Data ethics is covered in the introduction to data ethics online course and is open to all members of the GSS.
The Better Use of Data page provides information about the statistics and research strands of the Digital Economy Act 2017. The Office for National Statistics (ONS) hosts a data protection information page that provides privacy information for ONS data subjects.
The GSS website hosts materials on various forms of disclosure control:
- guidance and case studies (PDF, 38KB) for tables produced from surveys
- guidance and case studies (PDF, 85KB) for tables produced from administrative sources
- guidance and case studies (PDF, 38KB) for microdata produced from social surveys
The anonymisation code of practice (PDF, 1.84MB) gives guidance for managing the risk of data protection.

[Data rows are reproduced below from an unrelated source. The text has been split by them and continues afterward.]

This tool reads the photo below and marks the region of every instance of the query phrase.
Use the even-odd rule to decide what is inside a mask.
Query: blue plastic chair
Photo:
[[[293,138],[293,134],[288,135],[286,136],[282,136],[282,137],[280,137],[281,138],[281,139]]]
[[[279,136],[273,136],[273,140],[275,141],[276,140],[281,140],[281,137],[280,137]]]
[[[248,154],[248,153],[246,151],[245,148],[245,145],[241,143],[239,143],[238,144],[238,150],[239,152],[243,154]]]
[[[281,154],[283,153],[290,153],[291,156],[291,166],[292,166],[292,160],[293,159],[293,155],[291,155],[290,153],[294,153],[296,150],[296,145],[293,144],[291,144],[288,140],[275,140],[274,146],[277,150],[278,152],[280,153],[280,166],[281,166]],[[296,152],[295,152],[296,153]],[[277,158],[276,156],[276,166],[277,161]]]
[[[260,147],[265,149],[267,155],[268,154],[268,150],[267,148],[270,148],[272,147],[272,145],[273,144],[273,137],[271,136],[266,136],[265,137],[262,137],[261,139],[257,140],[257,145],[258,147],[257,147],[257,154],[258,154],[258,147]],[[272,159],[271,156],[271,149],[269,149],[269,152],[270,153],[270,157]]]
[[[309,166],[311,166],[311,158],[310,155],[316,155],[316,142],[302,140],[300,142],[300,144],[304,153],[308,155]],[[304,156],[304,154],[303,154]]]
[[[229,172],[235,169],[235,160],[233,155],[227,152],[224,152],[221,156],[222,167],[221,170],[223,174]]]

The National Statistician’s Quality Review (NSQR) of privacy and data confidentiality methods made recommendations around the increasing detail and volume of available data. This NSQR also discussed challenges to protecting the confidentiality of personal information.
Data confidentiality champions
A cross-government network group of data confidentiality champions has been set up to:
- identify, promote and share best practice across government
- act as departments’ central point of contact for advice and support
- identify areas within departments needing extra support
- help to test and disseminate GSS tools, guidance and training
Terms of reference for champions and further information will be released on this web page. If you would like to become a champion of data confidentiality, please contact email@example.com.
The Disclosure Control Centre of Expertise
A Disclosure control Centre of Expertise (DisCoE) has been set up, led by the Methods, Data and Research directorate of the ONS. This group carries out research into new methods for disclosure control. Also, the centre will expand on the toolkit of GSS courses and guidance that’s available.
Publications and information about DisCoE will be shared on this page as they are released.
Future anonymisation and disclosure control methods
There is usually a trade-off between maintaining privacy of data subjects and accuracy of the information disclosed. Differential privacy gives precise quantification of this risk. This allows statistical producers to inject a specific amount of noise into the data to safeguard against disclosure. With assurance of the exact amount of noise needed, statisticians are able to maximise the quality of their data. To learn more see the NSQR chapter on differential privacy (PDF, 964KB).
These data have the properties of real data sets but are generated using a statistical model. In practice, a synthetic data set is only as good as the model underpinning it. Producing realistic synthetic data is challenging. It is difficult to capture conditional relationships between variables and there is usually still risk of disclosure. Elliot and Domingo-Ferrer (PDF, 566KB) discuss the potential of machine learning in synthetic data, and research conducted to synthesise data using deep learning techniques. Page et al (PDF, 936KB) identify differentially private synthetic data as one path for model deployment and discuss some potential advantages of this technique.